There are fresh calls for the Government to ‘fix the unfair disparity’ between self-employed workers and employees as the whole of England prepares to enter a second lockdown.
IPSE (the Association of Independent Professionals and the Self-Employed) has responded to the announcement of the second national lockdown by warning that unless government expands support to include all self-employed people, thousands will face “financial calamity” under the new restrictions.
There has also been further concerns surrounding the planned cut in Universal Credit support payments which are relied on by thousands of struggling self-employed workers.
Derek Cribb, CEO of IPSE, said: “Government must urgently fix the unfair disparity between employee and self-employed support. Right now, the self-employed can claim just 40 per cent of their earnings compared to 80 per cent for employees through the extended furlough scheme. This cannot stand as we enter a second national lockdown.
“Crucially, government must also make sure it extends the Self-Employed Income Support Scheme to all self-employed people. The gaps in support in the first lockdown – such as limited company directors and the newly self-employed – led to the biggest drop in self-employed numbers on record. Many thousands lost their freelance businesses and were driven onto Universal Credit.
“Now, those limited company directors and other excluded self-employed who made it through on their savings face financial calamity if they do not get support in this second lockdown. Government must urgently increase the amount paid through SEISS and extend it so that all of the UK’s 4.6 million self-employed are supported.”
The Trades Union Congress (TUC) and Federation of Small Businesses (FSB) have also come together to urge the Government to halt a planned cut in Universal Credit support payments.
The Department for Work and Pensions (DWP) is on course to reinstate from Friday 13 November what has been described as a ‘flawed formula’ which overstates the income of many low-earners in self-employment, and cuts their Universal Credit payments.
The formula, known as the ‘Minimum Income Floor’, assumes claimants are earning the equivalent of the National Minimum Wage or National Living Wage.
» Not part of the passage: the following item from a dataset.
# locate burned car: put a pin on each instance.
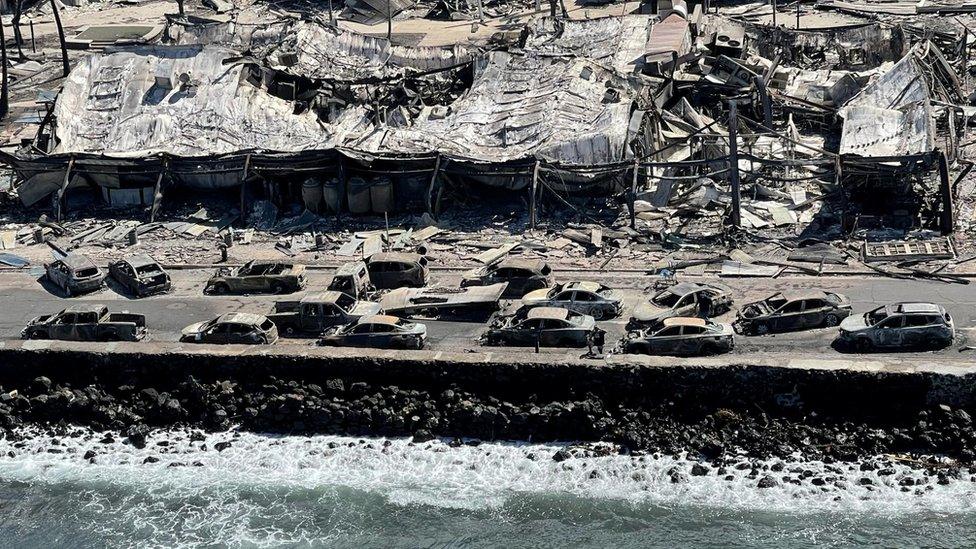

In reality, many striving entrepreneurs are earning significantly less, particularly in sectors where the COVID-19 pandemic has hit the hardest.
TUC and FSB have written a joint letter to the Secretary of State for Work and Pensions, Thérèse Coffey MP, raising “serious concerns” over the benefit cut for those seeking to earn a living by starting and growing their own business.
The Government suspended the Minimum Income Floor in March as the first wave of COVID-19 hit, recognising the loss of income and hardship many self-employed were facing. However, it is set to be re-imposed just at the moment the second wave is bearing down on the economy.
The Institute for Fiscal Studies (IFS) has estimated that around 450,000 self-employed workers are negatively impacted by the Minimum Income Floor, losing an average of £3,200 a year each.
FSB National Chairman Mike Cherry said: “Universal Credit was never designed around the self-employed, who often feel like square pegs forced into round holes.
“Suspending the Minimum Income Floor for COVID has therefore been both welcome and crucial. As the second wave of this crisis hits, and further decimates income, the removal of the suspension assumes that the self-employed are not affected by restrictions and that their earnings aren’t affected if they need to self-isolate or fall ill. This would hit livelihoods, and create poverty and hardship.
“The reintroduction of this flawed formula will turn Friday 13 November into a real-life nightmare for hundreds of thousands of talented but struggling entrepreneurs doing their best to get through this crisis so they can play their part in rebuilding the UK economy out the other side.”
TUC General Secretary Frances O’Grady said: “Self-employed workers have been particularly hard hit by the pandemic. With restrictions stepping up again, it’s a disastrous time to cut this lifeline.
“It will mean a surge in unemployment and severe damage to sectors like live events and creative industries. The economic damage is bad enough, but it would tragic for Britain’s cultural life too.
“The families of self-employed workers will be desperately worried. They urgently need reassurance from the Chancellor that this support will be extended.”